How to Avoid Bonking

tired triathlete

Bonking is properly defined as "a knocking or hitting something," like bumping your head against a low hanging light fixture. It's annoying to bonk your head, but it isn't a catastrophe. In the athletic community, however, we know bonking to have a much more severe outcome. It is when your physical activity comes to an abrupt and painful stop due to extreme fatigue and the inability to continue the activity at the same pace, if at all. Most competitive athletes have experienced this phenomenon at one point or another in their athletic career. Typically, it happens when they're newer to the sport and quickly learn to take measures to avoid it in the future. 

Put simply, bonking occurs when an athlete has completely depleted energy stores. During physical exertion, your body uses up glycogen stores for energy and inadequate (if any) exogenous glucose has been consumed to continue making ATP. A body stores roughly 2,000 calories of energy in the form of glucose.

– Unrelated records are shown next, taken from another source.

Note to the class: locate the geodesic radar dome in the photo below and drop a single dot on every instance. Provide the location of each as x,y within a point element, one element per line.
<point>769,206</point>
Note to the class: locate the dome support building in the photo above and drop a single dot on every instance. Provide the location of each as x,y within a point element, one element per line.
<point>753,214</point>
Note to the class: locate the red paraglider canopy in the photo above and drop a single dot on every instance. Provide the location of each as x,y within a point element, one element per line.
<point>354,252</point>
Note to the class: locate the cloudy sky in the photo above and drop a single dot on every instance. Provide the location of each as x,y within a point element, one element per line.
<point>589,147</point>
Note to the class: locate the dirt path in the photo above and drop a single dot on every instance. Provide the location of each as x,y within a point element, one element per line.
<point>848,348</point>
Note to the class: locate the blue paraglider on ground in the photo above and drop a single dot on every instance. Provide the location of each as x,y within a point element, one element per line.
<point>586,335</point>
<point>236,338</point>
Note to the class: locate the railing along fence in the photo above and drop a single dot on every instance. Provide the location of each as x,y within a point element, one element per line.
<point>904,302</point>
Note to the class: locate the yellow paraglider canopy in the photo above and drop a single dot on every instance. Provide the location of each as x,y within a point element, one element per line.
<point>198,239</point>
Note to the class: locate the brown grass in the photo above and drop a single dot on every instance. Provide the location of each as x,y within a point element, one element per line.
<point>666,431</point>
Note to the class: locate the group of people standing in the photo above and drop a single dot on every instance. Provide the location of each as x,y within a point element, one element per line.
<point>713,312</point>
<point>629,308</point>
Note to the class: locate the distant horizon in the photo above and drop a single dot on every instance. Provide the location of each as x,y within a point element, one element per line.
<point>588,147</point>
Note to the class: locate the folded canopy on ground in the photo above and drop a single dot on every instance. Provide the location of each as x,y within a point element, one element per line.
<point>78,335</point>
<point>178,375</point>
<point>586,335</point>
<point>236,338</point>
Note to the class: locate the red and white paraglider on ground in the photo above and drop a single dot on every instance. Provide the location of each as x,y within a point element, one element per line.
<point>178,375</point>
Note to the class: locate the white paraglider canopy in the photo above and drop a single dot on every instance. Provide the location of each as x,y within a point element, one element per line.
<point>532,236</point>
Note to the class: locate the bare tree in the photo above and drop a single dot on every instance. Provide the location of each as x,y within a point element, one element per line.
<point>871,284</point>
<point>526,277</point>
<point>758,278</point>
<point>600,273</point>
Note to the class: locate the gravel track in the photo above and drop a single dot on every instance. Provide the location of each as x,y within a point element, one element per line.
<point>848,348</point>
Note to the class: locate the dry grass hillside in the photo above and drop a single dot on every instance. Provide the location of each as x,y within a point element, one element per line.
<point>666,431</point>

Most athletes burn roughly 100 calories a mile, which is why many marathoners bonk around mile 20. Of course, athletes of all athletic disciplines are susceptible to bonking, but disaster is more likely to strike when the performance is longer than 90 minutes in duration. This puts many triathletes at an increased risk of experiencing a bonk. Unfortunately, once a bonk starts to take pace, it is almost impossible to pull out of it and save the performance. Luckily, why we bonk is pretty understood, and there are simple ways to prevent a failed workout or race because of it. 

Keep Your Tank Full

It's true that your body stores energy, but if you are restricting intake, training daily or live a very active lifestyle, you can't expect your stores to always be full. Most athletes at risk of bonking during a performance need to consume roughly five grams of carbohydrate per kilogram of body weight per day. Track your intake for a few days to see if you are consuming enough energy each day to go into sessions with enough fuel in the tank. 

Fuel Your Performance

Your body only holds so much energy, and completely depleting that energy shouldn't be the goal of the performance. To ensure your body has enough to run on, you'll need to take in outside energy in the form of carbohydrate. Most activities lasting over 90 minutes require exogenous forms to avoid energy levels dipping dangerously low. Aim to take in gels, sport drinks, bars, dried fruit or other sources of carbohydrate at a rate of 45 to 90 grams an hour. Having a small, easy-to-digest carbohydrate snack prior to training is another way to maximize how much energy the body has to work with. 

Go the Distance

Long runs are taxing, and endurance rides take all day; but if you want to prep your body to race these distances efficiently, you need to practice going the distance. This allows your body to become more efficient at the motion associated with your activity and use less energy to do the same motion over time. In addition to going long, triathletes have the added task of training all disciplines appropriately and often. The more you do brick and combination workouts, the more your body can efficiently utilize fuel going from one physical motion to the next. Athletes who avoid endurance and/or combination workouts will make their bodies work harder come race day, which leads to burning through energy at a more rapid pace.

Race Like You Train

Athletes who train at one pace only to reach far beyond that intensity during the race are more at risk of bonking. This happens because your energy is depleted at a faster rate when the intensity increases. Attempting to perform at a rate beyond your trained capacity will require additional sources of carbohydrate. Athletes who go out hard from the gun and ignore the wisdom of an even-paced or negative-split race are more susceptible to falling flat well before the finish line. 

You can avoid bonking by taking in adequate carbohydrate before and during physical activity and regulating intensity of the performance. Bonking does not have to be part of your athletic career as it is preventable with a little care and attention to your fueling and training strategies. If you are frequently struggling with bonking during training or competition, contact a sports dietitian to help develop a personalized plan to get you back on track for success.